Le taux super-réduit porte donc sur des travaux de construction, transformation ou agrandissement d’un logement jusqu’au niveau du gros œuvre fermé avec stade de finition. Il ne saurait inclure ainsi :
- « les équipements mobiliers à l’exception des poêles de chauffage ;
- la menuiserie intérieure autre que les escaliers, les rampes, les portes et les rebords de fenêtres ;
- les équipements techniques spéciaux, telle qu’une installation d’alarme ;
- l’aménagement des alentours, à l’exception de la voie d’accès direct au logement et au garage ;
- les frais de notaire, d’architecte et d’ingénieur-conseil;
- tous autres éléments qui n’ont pas été énumérés expressément à l’alinéa qui précède. »43.
Le particulier est tenu d’une obligation de détenir pendant plus de deux ans le bien et de l’affecter à des fins d’habitation principale. Si le bien est cédé à titre onéreux, l’acquéreur successif doit continuer à affecter le bien immobilier à cette fin, afin de bénéficier pleinement de cette faveur fiscale. En cas de succession ou de donation entre vifs, les héritiers ou donataires sont tenus de la même obligation44.
ii. Modalités d’application du taux de TVA super-réduit de 3 %
Afin de bénéficier du taux super-réduit de la TVA, il existe deux mécanismes :
L’application directe
Si un agrément de l’AEDT a été obtenu au préalable, en général sur une demande préparée par le vendeur, celui-ci facturera alors ses prestations avec application de la TVA au taux de 3 %. La demande d’agrément doit être signée par le vendeur et contresignée par l’acquéreur, et accompagnée des documents permettant d’identifier le vendeur et l’objet des travaux.
La demande de remboursement par l’acquéreur
À défaut d’une application directe, et dans les limites de l’éligibilité des travaux, l’acquéreur peut faire la demande du remboursement du surplus de TVA payé, qui correspond alors à la différence entre le taux plein à 17 % et le taux super-réduit de 3 %.
Cette demande est à faire auprès de l’AEDT, à condition que chaque demande porte sur un montant global supérieur à 3.000 EUR (hors TVA) et couvre une période minimum de 6 mois, et que chaque facture excède un montant de 1.250 EUR (hors TVA). Doivent être jointes à cette demande les pièces justificatives suivantes : le formulaire relevé des factures, documents d’importation, copie de l’acte notarié, déclaration écrite de l’établisse- ment en tant que résidence principale et un engagement écrit de déclaration auprès des services de l’Administration45. Cette méthode permet notamment de récupérer l’excédent de TVA payée lorsque l’affectation effective du logement n’est pas encore déterminée lors de sa construction ou de sa rénovation.

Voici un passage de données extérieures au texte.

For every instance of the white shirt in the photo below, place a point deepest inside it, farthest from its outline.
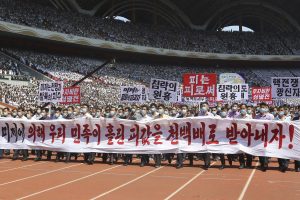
(240, 116)
(145, 119)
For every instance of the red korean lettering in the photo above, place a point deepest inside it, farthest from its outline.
(32, 132)
(76, 133)
(185, 132)
(231, 133)
(86, 133)
(110, 134)
(263, 135)
(146, 133)
(199, 133)
(120, 135)
(52, 132)
(157, 135)
(277, 135)
(212, 135)
(135, 131)
(97, 133)
(173, 134)
(247, 133)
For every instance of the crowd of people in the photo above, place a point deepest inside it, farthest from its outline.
(148, 112)
(103, 87)
(43, 16)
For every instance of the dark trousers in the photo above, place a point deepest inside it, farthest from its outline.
(157, 159)
(263, 162)
(191, 158)
(49, 154)
(206, 159)
(297, 164)
(16, 154)
(283, 164)
(68, 156)
(144, 159)
(169, 157)
(1, 153)
(180, 159)
(59, 156)
(104, 157)
(127, 159)
(222, 158)
(241, 159)
(38, 154)
(112, 158)
(249, 160)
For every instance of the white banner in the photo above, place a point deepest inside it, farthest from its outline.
(231, 78)
(51, 92)
(195, 135)
(285, 87)
(133, 94)
(232, 92)
(163, 90)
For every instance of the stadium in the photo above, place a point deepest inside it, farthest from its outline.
(149, 99)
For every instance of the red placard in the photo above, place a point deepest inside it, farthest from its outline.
(71, 95)
(199, 85)
(261, 94)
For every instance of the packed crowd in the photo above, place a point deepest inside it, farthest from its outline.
(156, 111)
(39, 15)
(104, 86)
(7, 67)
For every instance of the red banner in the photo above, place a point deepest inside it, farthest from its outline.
(261, 94)
(199, 85)
(71, 95)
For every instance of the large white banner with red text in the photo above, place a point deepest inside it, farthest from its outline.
(197, 135)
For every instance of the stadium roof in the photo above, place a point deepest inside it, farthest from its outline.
(211, 15)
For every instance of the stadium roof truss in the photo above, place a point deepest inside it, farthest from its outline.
(210, 15)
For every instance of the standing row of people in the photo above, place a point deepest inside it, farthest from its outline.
(146, 113)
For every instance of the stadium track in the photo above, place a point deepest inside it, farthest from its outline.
(75, 180)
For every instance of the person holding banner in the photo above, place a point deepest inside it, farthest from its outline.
(297, 162)
(181, 156)
(204, 112)
(264, 115)
(223, 115)
(17, 152)
(283, 163)
(89, 158)
(57, 116)
(243, 115)
(145, 118)
(112, 156)
(44, 116)
(69, 114)
(161, 115)
(153, 109)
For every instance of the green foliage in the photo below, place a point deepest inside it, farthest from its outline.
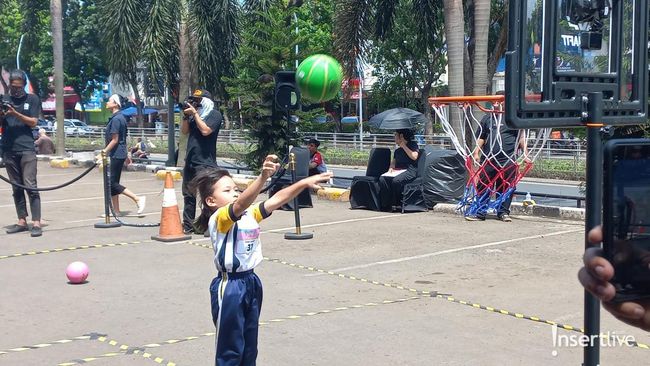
(214, 25)
(123, 25)
(267, 46)
(83, 58)
(409, 59)
(160, 48)
(11, 20)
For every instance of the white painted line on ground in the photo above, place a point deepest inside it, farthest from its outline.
(321, 224)
(98, 219)
(447, 251)
(333, 223)
(550, 184)
(83, 199)
(91, 183)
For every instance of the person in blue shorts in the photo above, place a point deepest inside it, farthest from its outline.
(233, 223)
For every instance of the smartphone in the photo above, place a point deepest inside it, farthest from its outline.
(626, 216)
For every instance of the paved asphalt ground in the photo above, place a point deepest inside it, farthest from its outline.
(147, 303)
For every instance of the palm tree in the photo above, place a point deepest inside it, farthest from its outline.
(481, 24)
(360, 20)
(455, 35)
(124, 22)
(57, 44)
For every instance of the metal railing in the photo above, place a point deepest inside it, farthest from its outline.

L’acquéreur doit introduire cette demande endéans un délai de cinq ans.
En tout état de cause, dans les deux cas, la faveur fiscale résultant de l’application du taux super-réduit de 3 % ne peut excéder le montant de 50.000 EUR de TVA par logement créé ou rénové46.

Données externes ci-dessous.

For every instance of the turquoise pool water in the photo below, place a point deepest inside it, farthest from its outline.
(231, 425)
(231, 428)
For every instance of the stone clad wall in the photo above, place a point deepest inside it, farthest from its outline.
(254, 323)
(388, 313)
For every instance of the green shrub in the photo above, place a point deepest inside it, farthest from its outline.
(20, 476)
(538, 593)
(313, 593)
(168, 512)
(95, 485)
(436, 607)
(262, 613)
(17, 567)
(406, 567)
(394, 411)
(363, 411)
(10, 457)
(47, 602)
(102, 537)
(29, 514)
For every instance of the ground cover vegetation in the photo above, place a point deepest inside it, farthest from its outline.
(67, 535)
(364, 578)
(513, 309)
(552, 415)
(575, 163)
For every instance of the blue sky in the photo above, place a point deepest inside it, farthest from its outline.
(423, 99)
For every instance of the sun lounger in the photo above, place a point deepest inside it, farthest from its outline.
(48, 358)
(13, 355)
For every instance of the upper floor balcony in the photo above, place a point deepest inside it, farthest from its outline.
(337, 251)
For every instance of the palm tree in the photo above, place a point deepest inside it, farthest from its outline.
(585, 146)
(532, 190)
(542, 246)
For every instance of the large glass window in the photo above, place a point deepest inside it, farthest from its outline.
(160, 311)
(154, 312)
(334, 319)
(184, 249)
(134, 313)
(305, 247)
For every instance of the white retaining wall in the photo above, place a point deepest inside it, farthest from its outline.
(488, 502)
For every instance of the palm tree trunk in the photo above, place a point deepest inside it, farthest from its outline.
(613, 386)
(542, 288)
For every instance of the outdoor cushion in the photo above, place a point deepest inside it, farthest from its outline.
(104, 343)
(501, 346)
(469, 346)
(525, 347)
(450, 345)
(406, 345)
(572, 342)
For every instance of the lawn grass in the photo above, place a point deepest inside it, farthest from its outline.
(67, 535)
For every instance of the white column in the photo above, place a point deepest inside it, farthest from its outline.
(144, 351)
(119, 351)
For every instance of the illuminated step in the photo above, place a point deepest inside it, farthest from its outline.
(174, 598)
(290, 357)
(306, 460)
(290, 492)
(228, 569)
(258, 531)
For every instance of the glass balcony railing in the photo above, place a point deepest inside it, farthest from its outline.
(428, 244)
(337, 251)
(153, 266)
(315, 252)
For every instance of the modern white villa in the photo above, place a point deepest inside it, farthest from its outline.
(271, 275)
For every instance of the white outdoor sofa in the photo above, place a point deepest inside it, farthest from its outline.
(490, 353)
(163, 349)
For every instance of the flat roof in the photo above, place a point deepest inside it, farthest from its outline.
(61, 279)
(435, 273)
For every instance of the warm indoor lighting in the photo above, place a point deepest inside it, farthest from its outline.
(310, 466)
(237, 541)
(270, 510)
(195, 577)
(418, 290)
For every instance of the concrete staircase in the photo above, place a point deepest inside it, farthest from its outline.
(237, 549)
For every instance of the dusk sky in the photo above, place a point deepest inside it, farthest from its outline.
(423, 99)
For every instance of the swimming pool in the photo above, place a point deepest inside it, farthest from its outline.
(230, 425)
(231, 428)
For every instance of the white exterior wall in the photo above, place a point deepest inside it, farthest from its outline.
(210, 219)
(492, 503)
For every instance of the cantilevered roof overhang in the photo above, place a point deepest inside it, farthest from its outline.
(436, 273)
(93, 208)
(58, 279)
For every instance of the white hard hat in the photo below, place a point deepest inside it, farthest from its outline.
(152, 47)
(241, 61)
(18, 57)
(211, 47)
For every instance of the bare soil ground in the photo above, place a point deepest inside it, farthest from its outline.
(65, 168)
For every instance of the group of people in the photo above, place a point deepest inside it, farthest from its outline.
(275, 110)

c. Acquisition d’un lot non destiné au logement dans un immeuble mixte
En droit luxembourgeois, dans le cas d’une VEFA portant sur un immeuble mixte, donc un « immeuble à usage d´habitation ou à usage professionnel et d´habitation »47, tous les lots sont soumis au régime VEFA, indépendamment de leur destination individuelle48. Le régime VEFA peut donc s’appliquer à des lots à destination commerciale, artisanale ou de bureaux, qui peuvent le cas échéant faire l’objet d’une exploitation par un assujetti ayant droit à remboursement de la taxe en amont ou d’une location avec application par option de la TVA.

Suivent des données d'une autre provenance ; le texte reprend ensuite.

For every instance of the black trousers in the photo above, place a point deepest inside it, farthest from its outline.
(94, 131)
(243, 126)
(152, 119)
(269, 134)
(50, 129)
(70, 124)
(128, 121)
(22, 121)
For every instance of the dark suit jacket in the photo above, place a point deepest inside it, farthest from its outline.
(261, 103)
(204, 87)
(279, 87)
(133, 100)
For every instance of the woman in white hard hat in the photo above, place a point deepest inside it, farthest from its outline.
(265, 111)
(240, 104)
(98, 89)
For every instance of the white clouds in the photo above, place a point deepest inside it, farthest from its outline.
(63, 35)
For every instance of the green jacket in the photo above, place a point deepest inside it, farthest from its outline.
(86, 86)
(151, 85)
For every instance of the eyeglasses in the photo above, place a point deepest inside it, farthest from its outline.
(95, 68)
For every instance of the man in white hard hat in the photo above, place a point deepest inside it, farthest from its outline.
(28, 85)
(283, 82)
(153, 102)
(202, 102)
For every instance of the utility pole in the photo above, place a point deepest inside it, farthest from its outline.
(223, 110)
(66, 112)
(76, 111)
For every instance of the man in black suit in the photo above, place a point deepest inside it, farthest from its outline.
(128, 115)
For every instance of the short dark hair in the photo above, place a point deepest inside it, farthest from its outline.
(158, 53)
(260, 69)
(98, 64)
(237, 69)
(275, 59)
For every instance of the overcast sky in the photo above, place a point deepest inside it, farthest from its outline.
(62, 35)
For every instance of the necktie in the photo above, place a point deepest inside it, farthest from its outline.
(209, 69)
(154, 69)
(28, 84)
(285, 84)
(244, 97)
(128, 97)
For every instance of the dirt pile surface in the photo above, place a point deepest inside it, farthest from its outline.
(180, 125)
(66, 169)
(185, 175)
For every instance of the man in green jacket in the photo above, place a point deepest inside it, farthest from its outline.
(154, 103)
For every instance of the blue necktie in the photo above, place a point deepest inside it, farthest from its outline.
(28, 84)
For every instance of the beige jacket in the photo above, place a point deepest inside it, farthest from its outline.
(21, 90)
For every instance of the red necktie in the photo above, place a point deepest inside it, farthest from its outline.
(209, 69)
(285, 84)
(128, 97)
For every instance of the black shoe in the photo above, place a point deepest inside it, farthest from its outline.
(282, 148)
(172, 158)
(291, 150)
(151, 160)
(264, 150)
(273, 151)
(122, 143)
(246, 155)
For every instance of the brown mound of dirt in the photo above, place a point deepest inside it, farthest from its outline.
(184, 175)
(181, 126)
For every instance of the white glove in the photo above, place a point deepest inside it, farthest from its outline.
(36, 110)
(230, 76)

Pour que le vendeur puisse récupérer la TVA en amont sur le coût de la construction, ce qui pourra également avoir un effet sur la fixation du prix de vente, le vendeur et l’acquéreur devront renoncer à l’exonération de la vente en optant pour l’application de la TVA conformément à l’article 45 LTVA et au règlement grand-ducal du 7 mars 1980 déterminant les limites et les conditions de l’exercice du droit d’option pour l’application de la taxe sur la valeur ajoutée aux opérations immobilières, tel que modifié. Il est à souligner que cette option doit être demandée conjointement par le vendeur et l’acquéreur et accordée par l’administration avant l’acquisition ; une option rétroactive n’est pas recevable49.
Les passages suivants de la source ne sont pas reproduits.